Sécuriser les activités de l'agriculteur et de la coopérative

Les parts sociales caractérisent le fonctionnement des coopératives. Elles permettent à ces entreprises d’avoir un capital garanti et d’investir en ayant davantage de sécurité. « En souscrivant des parts sociales d’activité, l’agriculteur devient associé à la coopérative, explique Muriel Tina, juriste adjointe à la direction des affaires juridiques et fiscales chez Coop de France. En plus de l’engagement de travailler ensemble, ce qui sécurise leurs activités respectives, l’agriculteur s’engage à utiliser les services et à acheter les intrants que propose la coopérative à la hauteur de son activité. » L’engagement peut être total ou partiel, tout dépend de ce que permettent les statuts de la coop et de ce que désire l’agriculteur. Si un adhérent ne respecte pas son engagement, il peut être obligé de payer des pénalités. « Selon les décisions du conseil d’administration, l’agriculteur va devoir rembourser les charges fixes proportionnelles au volume qu'il aurait dû livrer, signale la juriste. Ces pénalités sont appliquées afin de ne pas pénaliser les autres adhérents en leur faisant payer ces charges. » Toutefois, selon les statuts des coopératives, un agriculteur peut travailler avec une coopérative en tant que tiers, sans être adhérent donc. Les conditions de vente des productions ne seront pas les mêmes. L’activité d'une coopérative avec des tiers ne doit pas dépasser 20 % de son activité totale. « Cela lui permet d’avoir davantage de souplesse et de complèter ses engagements afin de rentabiliser au maximum ses investissements », ajoute Muriel Tina.

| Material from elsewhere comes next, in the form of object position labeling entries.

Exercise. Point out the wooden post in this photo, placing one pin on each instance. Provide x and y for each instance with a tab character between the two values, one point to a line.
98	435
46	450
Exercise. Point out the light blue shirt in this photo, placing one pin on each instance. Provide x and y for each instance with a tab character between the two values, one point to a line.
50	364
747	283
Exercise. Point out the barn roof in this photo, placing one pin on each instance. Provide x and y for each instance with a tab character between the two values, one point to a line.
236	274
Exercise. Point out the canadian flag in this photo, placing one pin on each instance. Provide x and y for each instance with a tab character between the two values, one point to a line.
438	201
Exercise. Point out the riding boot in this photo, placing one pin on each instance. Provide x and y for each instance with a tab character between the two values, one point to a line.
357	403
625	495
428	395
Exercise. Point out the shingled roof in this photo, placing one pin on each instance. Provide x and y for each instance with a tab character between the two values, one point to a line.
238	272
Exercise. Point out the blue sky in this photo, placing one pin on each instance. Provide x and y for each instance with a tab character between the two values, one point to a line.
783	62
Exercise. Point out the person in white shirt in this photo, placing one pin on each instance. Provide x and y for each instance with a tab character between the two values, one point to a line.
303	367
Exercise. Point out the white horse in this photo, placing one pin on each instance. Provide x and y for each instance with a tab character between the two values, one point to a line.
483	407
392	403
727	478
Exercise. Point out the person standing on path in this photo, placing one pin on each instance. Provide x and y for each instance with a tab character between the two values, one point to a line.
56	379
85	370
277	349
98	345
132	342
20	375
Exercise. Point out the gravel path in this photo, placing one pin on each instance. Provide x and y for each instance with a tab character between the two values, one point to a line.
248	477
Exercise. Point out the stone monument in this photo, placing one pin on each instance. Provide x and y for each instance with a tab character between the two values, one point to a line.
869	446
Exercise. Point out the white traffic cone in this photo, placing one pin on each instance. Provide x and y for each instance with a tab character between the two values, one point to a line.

Une rémunération pas toujours au rendez-vous

Selon le résultat de la coopérative et la décision de l'assemblée générale, le bénéfice peut être réinvesti dans l’entreprise ou distribué aux adhérents sous forme d’intérêts aux parts. Le taux de rémunération est proposé par le conseil d’administration. Il est tout de même plafonné par la Loi Sapin 2 et revu tous les six mois. En 2017, le taux maximal était de 3,22 %. Ces intérêts aux parts passent souvent inaperçus car ils peuvent être versés sous forme de ristournes selon le volume livré. On retrouve leur montant sur la facture envoyée à l’adhérent lorsque la vente est réalisée. « Il arrive que ces dividendes soient utilisées pour souscrire de nouvelles parts sociales, dites d’épargne, reconnaît Lionel Lavocat. L’agriculteur capitalise alors sans vraiment le vouloir, car c’est une décision collective de l'assemblée générale. » Posséder des parts sociales dans une coopérative permet toutefois à l’agriculteur de participer à la vie de celle-ci et donc d'influer sur ce type de décisions. «L’adhérent obtient ainsi un droit de regard et peut au besoin remettre en cause les choix du conseil d’administration, explique la juriste. Peu importe le montant des parts, lors de l’assemblée générale, un homme équivaut à une voix. Malheureusement, on constate de moins en moins de participation à ces réunions. Or c’est un moment important dans une coopérative. On y décide notamment l’affectation du résultat. »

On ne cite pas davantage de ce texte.